Welcome to my blog, Nurul Adilla Mohd Roslan.
I kind of have to wonder, what kind of insane, unstable cynic are you??
But then I realize, what the hey, another follower.
So welcome. :)
And please don't be scared off by my horrid writing.




______


At first I forgot what else I wanted to write about, but I just remembered.
Caramel Apples.


Yesterday, I ate my first caramel apple ever. In my life.
When I was a kid, I'd always wanted to try one, but then my mother would rant about how it'll spoil my teeth, sugar is bad for you, you'll get fat, you won't do well if you sit around stuffing your face all day, you have enough things as it is, why need a caramel apple, if you keep talking like this you'll be a failure at life, etc, etc-- *breath*-- and so I just dropped it and after a while, even when I got my own money, and when I saw one, it was just kinda... hmmm a caramel apple. Looks nice.

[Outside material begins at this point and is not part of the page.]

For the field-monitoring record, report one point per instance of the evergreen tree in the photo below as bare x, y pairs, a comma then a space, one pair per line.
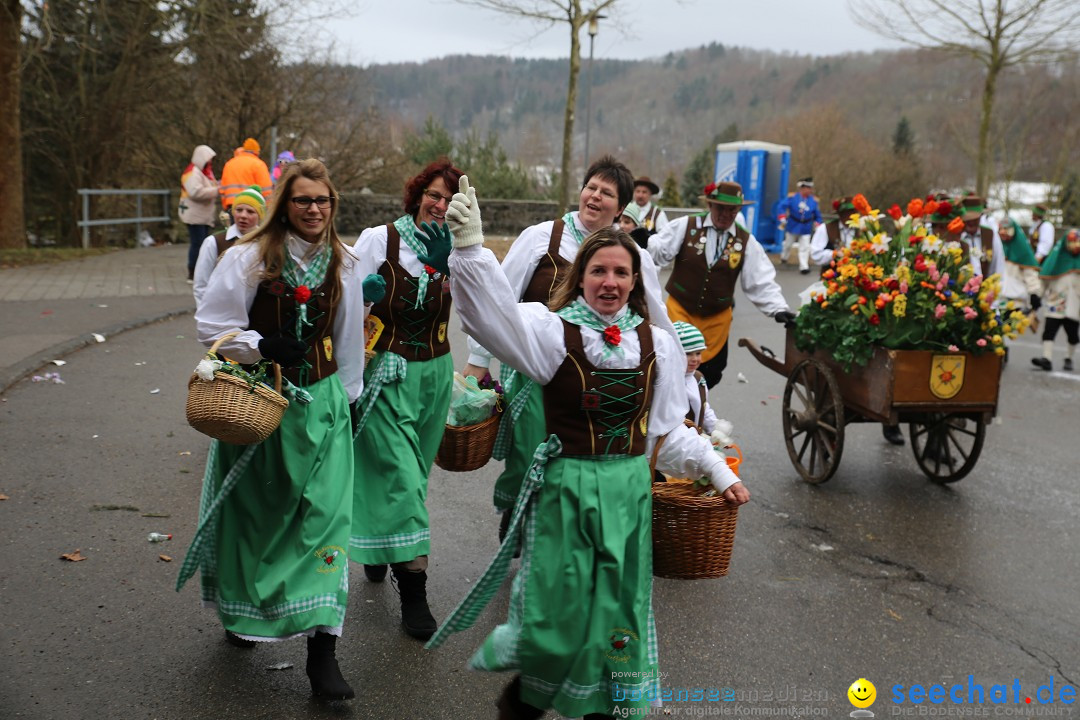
903, 138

Kinda like when you're looking at jewelry and you see something really nice and really expensive and you think, Oh, how pretty, but you don't even feel sad that you can't buy it cuz you know it's part of a different world, a world in which you don't belong.


But yesterday, Newspaper-sensei was kind enough to make some and I ate one and it was wonderful~


And yeah, saying "wonderful" probably isn't like me, but it was really nice.

29 October 2010

I just remembered the third thing I was going to write about on my last post.

Sooo....


*silence*


Heh, you have a "silence" button on there, too?

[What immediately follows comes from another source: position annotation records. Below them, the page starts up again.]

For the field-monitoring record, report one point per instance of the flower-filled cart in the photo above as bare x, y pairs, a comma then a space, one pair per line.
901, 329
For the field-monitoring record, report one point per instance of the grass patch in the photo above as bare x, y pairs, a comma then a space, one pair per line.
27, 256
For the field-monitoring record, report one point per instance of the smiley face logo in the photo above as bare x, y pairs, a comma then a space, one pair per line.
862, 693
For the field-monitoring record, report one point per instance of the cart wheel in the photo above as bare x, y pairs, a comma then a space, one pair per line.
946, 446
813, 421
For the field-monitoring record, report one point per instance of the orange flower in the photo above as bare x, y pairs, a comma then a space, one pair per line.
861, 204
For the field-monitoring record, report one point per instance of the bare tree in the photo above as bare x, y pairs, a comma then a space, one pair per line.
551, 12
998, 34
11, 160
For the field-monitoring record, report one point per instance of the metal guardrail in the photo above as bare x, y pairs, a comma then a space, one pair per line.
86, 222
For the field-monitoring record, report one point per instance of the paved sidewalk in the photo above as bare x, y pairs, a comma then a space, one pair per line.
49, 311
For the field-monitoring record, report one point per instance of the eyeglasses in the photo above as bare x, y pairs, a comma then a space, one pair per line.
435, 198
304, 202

Er... not really... I just didn't press anything.


Then why was there that "*silence*" thing up there?


Probably to show that there was a pause.


If you want, I could do crickets!


*cricket* *cricket*


Oi, I didn't even tell a joke!


Anyway.
It seems.
That.
They.
Have. 
Given.
A--


Oh, just tell us already!!


I'm not even telling you guys. You guys are in my head. You should already know.

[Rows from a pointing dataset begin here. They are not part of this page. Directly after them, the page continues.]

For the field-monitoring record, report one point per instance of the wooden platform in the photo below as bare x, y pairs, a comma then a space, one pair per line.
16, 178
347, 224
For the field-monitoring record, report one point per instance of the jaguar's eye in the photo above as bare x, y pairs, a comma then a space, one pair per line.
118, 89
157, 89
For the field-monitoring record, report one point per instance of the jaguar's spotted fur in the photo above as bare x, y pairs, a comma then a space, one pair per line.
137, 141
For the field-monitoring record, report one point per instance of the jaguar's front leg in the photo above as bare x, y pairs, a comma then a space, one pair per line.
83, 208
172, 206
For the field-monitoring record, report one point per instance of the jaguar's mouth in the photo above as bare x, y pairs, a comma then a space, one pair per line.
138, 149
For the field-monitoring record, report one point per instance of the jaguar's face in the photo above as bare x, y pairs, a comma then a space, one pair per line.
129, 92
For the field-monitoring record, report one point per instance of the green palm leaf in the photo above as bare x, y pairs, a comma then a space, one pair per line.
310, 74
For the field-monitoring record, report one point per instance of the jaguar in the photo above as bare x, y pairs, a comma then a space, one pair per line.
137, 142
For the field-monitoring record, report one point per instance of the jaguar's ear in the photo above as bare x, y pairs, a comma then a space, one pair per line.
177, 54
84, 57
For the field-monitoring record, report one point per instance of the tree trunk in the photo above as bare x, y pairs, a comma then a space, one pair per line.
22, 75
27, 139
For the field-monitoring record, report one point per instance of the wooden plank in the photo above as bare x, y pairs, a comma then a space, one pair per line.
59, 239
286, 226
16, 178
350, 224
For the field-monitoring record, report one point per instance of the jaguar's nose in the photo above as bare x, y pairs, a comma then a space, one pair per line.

I think she was just voicing what your readers must be thinking


Whatever.


Anyway.
Did you know they put up an age restriction on trick-or-treating? 
Some states said 20, others said 12.
Guess what Texas said!
12.
So my friends are quite bummed out. 
Poor things.
of course, I haven't done any trick-or-treating since 5th grade, so this does not affect me.
but it's a bit amusing, eh?
Well, some of my friends are short. They can pretend to be 12-year-olds and take candy? 
IDK.


_________________________


You know, it turns out one of my favorite singers, with one of the mildest voice and songs out there (well, not a mild voice, but it has this soft air, get what I mean?) has this one song, and some of the lyrics were a bit disturbing. 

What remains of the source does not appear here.